Nathaniel had thought he had broken when he had realized the situation was unfixable and full of liars. He realized he had been wrong when Sylvia made her declaration. His face crumpled and his throat tried to close itself off as tears welled up in his eyes. He dashed them away, but they were just as quickly replaced and multiplied upon, until he had to give up and resign himself to the indignity of letting them run down his face as he struggled to reply.
“I’m right where I’ve always been, Sylvia,” he croaked. “I need you too - I love you too - and I’d never pretend you were dead, either, not over - not over - one mistake. No matter how bad it was. And if you think for one second that I ever would, then it’s not me you needed at all.”
His mother put a hand on his elbow. “This isn’t helping,” she whispered. “Let’s go home.”
Nathaniel glared at his mother through the water still obscuring his vision. “She’s right, you know,” he said coldly, or as coldly as he could given his emotional state. “I’m never forgiving you for this, either,” he swore. “I wouldn’t forgive you completely even if you stopped this right now. Never!” And then he all but ran from the room before it got worse and he gave into the urge to fall to the floor and just start screaming.
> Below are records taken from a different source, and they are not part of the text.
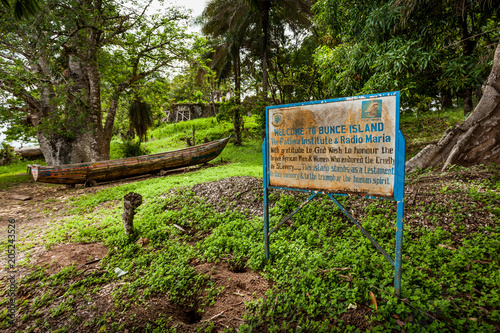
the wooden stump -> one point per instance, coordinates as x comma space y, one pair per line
130, 202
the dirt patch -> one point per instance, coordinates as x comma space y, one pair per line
241, 193
78, 254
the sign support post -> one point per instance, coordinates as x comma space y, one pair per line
345, 146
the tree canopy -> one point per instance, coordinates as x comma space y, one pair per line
69, 65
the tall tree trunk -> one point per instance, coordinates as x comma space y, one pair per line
476, 140
237, 110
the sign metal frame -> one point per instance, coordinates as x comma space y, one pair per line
399, 177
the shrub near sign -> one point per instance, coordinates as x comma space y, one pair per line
346, 146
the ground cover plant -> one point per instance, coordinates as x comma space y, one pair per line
196, 262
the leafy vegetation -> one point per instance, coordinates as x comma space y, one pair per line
324, 274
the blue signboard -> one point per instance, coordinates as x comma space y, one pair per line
344, 146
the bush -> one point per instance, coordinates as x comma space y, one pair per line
131, 148
7, 154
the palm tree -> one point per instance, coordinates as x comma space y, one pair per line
295, 14
228, 21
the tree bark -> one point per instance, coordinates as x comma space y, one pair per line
130, 202
476, 140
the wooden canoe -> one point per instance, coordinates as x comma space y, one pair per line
127, 167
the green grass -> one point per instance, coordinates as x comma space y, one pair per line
307, 291
15, 173
319, 266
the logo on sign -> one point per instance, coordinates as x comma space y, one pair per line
371, 109
277, 119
There was a level, of course, on which this impulse arose from terror - terror that Sylvia was right, terror that his mother would actually somehow become something different, terror that he was going to actually ruin his own life and still not really accomplish anything. This, however, was not the set of feelings which seemed most convincing to him. More convincing was his certainty that - however Uncle Alexander and his mother had disappointed him, how even Sylvia was disappointing him - blood was still blood. Blood was more important than the individuals who had it.
Deep down, however, he was terrified on a completely different level, one which he wasn’t even consciously aware of. Deep down, he was just petrified by the thought of losing the only parent he had left as abruptly, finally, and senselessly as he had lost the first, all those years ago.